Kate Prout |
Cadaver dog sniffed death in Prout home
05 March 2011
This is Gloucestershire
EVIDENCE of a dead body inside murdered Kate Prout's home was discovered by a sniffer dog, it has emerged.
The "cadaver dog" homed in on an area in the living room of the Redmarley home she shared with her husband Adrian Prout, who was convicted of her killing last year.
An hour-long documentary on the murder case told how the dog, which was specially trained to seek out dead bodies and where deaths occurred, concentrated on a specific spot in the living room at Redhill Farm.
And for the first time another of Kate Prout's brothers, Ted Wakefield, spoke about the case.
Appearing on the Crime and Investigation network's The Perfect Murder?, he said he told his then-friend Prout that if he had done "something silly" he would "spend the rest of his life in jail, or always looking over his shoulder".
Prout was convicted in January 2010 of killing Kate amid an acrimonious divorce battle on Bonfire Night 2007. She wanted £800,000 from the sale of £1.2 million Redhill Farm but to keep it, Prout offered her £600,000. On November 5 she vanished, without taking clothes, money, valuables or her car.
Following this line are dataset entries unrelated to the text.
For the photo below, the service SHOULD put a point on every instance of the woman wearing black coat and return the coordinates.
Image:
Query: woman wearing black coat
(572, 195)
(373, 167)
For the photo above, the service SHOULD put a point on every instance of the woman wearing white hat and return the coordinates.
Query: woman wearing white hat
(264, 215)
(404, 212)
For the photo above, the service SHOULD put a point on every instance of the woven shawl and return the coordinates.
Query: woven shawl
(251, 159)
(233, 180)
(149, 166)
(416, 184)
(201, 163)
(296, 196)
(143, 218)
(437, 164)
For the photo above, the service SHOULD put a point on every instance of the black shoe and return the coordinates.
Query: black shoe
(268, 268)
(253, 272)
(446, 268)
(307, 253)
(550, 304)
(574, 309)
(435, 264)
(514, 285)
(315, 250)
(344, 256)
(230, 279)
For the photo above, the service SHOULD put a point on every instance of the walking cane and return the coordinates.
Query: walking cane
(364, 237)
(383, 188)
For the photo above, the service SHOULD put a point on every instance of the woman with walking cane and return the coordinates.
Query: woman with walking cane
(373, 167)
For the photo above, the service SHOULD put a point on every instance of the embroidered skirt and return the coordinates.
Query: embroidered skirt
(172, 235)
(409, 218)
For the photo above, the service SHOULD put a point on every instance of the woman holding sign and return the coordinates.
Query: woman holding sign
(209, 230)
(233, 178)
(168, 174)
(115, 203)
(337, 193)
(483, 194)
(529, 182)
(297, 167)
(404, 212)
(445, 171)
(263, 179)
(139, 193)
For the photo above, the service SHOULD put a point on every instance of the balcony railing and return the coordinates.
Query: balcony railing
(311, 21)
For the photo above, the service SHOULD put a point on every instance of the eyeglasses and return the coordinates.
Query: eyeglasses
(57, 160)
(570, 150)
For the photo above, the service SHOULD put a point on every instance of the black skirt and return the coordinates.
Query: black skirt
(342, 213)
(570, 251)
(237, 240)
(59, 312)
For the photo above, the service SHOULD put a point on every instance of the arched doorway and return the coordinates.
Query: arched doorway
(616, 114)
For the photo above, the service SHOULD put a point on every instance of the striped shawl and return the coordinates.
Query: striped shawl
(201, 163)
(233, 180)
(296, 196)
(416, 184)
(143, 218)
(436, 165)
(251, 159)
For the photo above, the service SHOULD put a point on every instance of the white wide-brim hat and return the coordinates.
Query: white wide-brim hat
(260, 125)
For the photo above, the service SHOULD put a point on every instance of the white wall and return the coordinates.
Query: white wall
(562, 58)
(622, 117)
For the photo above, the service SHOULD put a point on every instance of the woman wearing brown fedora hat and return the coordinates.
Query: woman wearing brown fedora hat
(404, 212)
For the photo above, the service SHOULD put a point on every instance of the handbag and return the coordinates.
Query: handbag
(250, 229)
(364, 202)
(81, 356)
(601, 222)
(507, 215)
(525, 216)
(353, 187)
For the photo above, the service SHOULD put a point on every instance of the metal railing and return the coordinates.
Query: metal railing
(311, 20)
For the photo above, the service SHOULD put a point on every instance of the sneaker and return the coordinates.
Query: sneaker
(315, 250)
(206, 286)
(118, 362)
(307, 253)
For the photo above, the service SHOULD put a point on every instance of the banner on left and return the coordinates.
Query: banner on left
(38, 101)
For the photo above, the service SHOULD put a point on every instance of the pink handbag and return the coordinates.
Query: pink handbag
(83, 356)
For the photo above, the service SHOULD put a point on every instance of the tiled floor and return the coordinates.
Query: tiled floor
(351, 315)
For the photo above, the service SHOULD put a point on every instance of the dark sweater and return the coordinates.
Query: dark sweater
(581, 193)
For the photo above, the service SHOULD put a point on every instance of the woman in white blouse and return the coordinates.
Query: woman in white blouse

Prout reported her missing five days later, after another of her brothers, Richard Wakefield and her former partner David Edge persuaded him to contact police.
After a massive search of the farm and surrounding countryside Gloucestershire Constabulary found no evidence of Kate, 55, inside or outside the property.
There were no traces of blood, or signs of a struggle, but the cadaver dog indicated to police that a dead body had been in the living room.
Gloucestershire Constabulary drew together a mass of circumstantial evidence that pointed to Prout having strangled his wife with his bare hands and burying her body.
A jury of 11 men and women found him guilty by a majority of 10 to one and he was sentenced to life in prison. He must serve a minimum of 18 years.
His family continues to protest his innocence but her family has pleaded with Prout to reveal where his wife is so they can give her a decent burial.
The programme, part of the channel's Nightmare in Suburbia series, also featured Detective Chief Inspector Neil Kelly who led the investigation, Kate's brother Richard Wakefield and his wife Linda.
"I thought it was quite a good programme in how it put the case over," said Richard Wakefield, who lives in Far Oakridge, near Stroud.
"It was just the truth. At least everybody can see what really happened."
The Perfect Murder? will be screened on the Crime and Investigation channel again, tomorrow at 8pm and Monday at 3am.